Andrew’s Status Report for Feb 15

My main focus this week was to keep looking into the FPGA operation, securing and trying to setup the FPGA.

I was able to successfully secure an Ultra-96 V2 FPGA from Quinn in the parts inventory. The setup was troublesome for two reasons: 1) my laptop was sent to repair and I was unable to flash the sd card image myself to complete FPGA setup. 2) When I was able to flash the sd card and setup the FPGA myself, I find out that the FPGA is faulty out of the box. Its wifi module, the only available way for the FPGA to communicate off-chip, was found to be broken. I later located an errata file that detailed production issues that caused malfunctioning Ultra-96 V2 units, and our FPGA was produced during the affected batch.

The plan for next week is to decide on a replacement FPGA as soon as possible.
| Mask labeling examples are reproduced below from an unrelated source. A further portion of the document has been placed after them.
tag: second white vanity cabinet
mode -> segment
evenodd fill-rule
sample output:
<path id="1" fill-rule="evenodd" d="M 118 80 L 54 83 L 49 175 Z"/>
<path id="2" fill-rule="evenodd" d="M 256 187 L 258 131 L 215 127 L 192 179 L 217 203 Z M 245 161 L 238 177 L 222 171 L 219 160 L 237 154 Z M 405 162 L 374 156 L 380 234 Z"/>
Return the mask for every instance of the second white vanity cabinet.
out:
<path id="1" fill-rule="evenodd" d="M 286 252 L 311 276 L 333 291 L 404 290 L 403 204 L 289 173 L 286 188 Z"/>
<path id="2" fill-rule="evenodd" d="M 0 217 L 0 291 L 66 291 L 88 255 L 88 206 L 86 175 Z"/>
We have two choices, another Ultra-96 V2 or the Kria KV-260, the latter has more ram for better deployment models, (4GB instead of 2GB on Ultra-96 V2) but suffers from the drawback that it doesn’t have an onbard SoC and would require an instantiation of a soft-core instance, complicating the setup and requiring the use of Xilinx Vistis, a tool that no team member has worked with before at this point.

 

For Status Report Part C:

Deploying modern large language models (LLMs) locally often comes with significant economic challenges. Traditional solutions typically require multiple high-end graphics cards, which are expensive and require non-trivial energy costs. 

Our proposed FPGA-based local inference solution addresses these economic concerns in several key ways. Reduced equipment costs make FPGAs a more affordable alternative to multi-GPU systems, lowering the upfront capital needed for local LLM deployment. Energy efficiency and long-term savings become a significant economic advantage over time. While a typical multi-GPU setup can consume around 2000W during a standard workload, an FPGA implementation operates within a 20-50W range. The drastic reduction in energy consumption translates to considerable cost savings and a more sustainable operational model. Lower maintenance overhead compared to maintaining multiple GPUs means FPGA-based systems typically experience lower failure rates and reduced thermal management requirements, minimizing both downtime and repair costs.